Meeting with Sen. Shaheen

Winchester youth coalition members pose for a photo with U.S. Sen. Jeanne Shaheen, D-N.H., at the CADCA leadership forum in Washington, D.C., in February. Pictured here are, from left, Zach Erway, Ben Calderwood, Ethan Miller, Jeremy Miller, Winchester police Sgt. Dean Wright, Shaheen, ACCESS Executive Director Missy Calderwood, Winchester Police Chief Mike Tollett, Cheshire Medical Center Continuum of Care Coordinator John Letendre and Winchester parent Denise Erway.

WINCHESTER — A Winchester-based youth coalition is slated to receive more than half a million dollars in federal grant money to help prevent substance misuse among local teenagers.

The coalition — created in 2018 through the nonprofit, faith-based community service agency Salt & Light Ministries — will receive $125,000 annually for five years, starting Dec. 31.

The group is made up of 10 high-school and middle-school students and is aimed at reducing youth substance use while also strengthening community partnerships, according to coalition Director Jeremy Miller, who founded Salt & Light.

“The strategy is to really work with middle-schoolers, develop a program with them, and build positive relationships from high school to middle school and [with] adult community members,” said Miller, 42, a Winchester resident who serves as pastor of Center Church.

The idea stems from the coalition’s 2019 survey of Winchester middle school students, which asked if they use drugs or alcohol, and if they do, why.

The survey, according to Miller, showed most of the kids were using drugs or alcohol for one of two reasons: to help them perform better academically, or to cope with not doing well in school.

“The thought process that [the coalition] had was to build positive community connections with adults and peers in elementary and middle school before they get to high school so this doesn’t continue to happen,” he said.

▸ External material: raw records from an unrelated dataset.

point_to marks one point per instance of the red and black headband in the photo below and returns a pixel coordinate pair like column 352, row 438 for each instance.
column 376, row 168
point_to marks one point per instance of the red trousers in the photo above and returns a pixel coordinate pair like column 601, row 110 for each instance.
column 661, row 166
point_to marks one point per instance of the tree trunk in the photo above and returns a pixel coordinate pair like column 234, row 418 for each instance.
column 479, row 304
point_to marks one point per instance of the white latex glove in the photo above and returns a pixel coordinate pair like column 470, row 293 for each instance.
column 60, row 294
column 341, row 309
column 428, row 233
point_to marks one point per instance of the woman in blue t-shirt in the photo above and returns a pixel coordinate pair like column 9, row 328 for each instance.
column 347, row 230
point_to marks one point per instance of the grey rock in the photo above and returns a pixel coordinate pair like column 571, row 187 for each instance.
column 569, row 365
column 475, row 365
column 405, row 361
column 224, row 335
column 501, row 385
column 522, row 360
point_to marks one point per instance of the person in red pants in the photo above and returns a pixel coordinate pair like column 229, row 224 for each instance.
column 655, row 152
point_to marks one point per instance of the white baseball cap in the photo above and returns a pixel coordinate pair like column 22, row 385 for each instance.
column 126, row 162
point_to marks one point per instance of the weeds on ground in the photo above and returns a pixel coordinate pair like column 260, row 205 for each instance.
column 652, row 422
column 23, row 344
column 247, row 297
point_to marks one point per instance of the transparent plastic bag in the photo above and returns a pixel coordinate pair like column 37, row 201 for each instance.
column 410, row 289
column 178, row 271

Statewide, just over 30 percent of teens said they had an alcoholic drink in the past 30 days, according to a 2017 Youth Risk Behavior Survey by the N.H. Department of Health and Human Services.

Fewer — 25.3 percent — admitted to using marijuana in the same time frame, and fewer than 5 percent of those surveyed said they had ever used heroin or methamphetamine.

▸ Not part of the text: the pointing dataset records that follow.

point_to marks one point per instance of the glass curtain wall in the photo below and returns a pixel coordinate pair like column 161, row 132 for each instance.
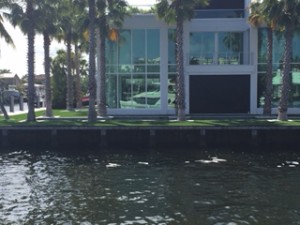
column 172, row 69
column 133, row 69
column 278, row 48
column 208, row 48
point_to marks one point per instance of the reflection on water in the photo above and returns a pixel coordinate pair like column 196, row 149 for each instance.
column 196, row 187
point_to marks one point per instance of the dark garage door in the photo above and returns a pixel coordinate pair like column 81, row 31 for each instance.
column 220, row 94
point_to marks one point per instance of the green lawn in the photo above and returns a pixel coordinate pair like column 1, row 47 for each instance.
column 79, row 118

To prevent students from resorting to substance use, the coalition decided to focus its initiative on educating 6th- and 8th-grade students, according to Miller, who previously served as the executive director of ACCESS, an after-school program at Winchester School.

In the grant’s first year, Miller said the federal dollars will be used to develop and implement prevention-education curriculum in the Winchester School District, as well as training for coalition members on how to talk with students about drug misuse and how to deliver that message.

The curriculum piece, Miller explained, would consist of local law enforcement talking to Winchester students in their classes about drug use — similar to the Drug Abuse Resistance Education (DARE) program — as well as implementing drug-prevention programming in Winchester’s after-school program and the area’s faith-based youth groups.

The coalition has also teamed up with several community members — including representatives of law enforcement, education, local businesses, faith organizations and after-school programs — to help with these efforts and further develop student connections within the community.

One of those is Winchester Police Chief Mike Tollett, who said the coalition receiving this funding is “fabulous.”

“Salt & Light’s continued sponsorship of preventing youth tobacco use and drug and alcohol abuse is key to helping our youth to be successful contributing members of the community,” he said in an email. “Our department looks forward to the ongoing collaboration ... to combat the dangerousness of teen tobacco and substance abuse.”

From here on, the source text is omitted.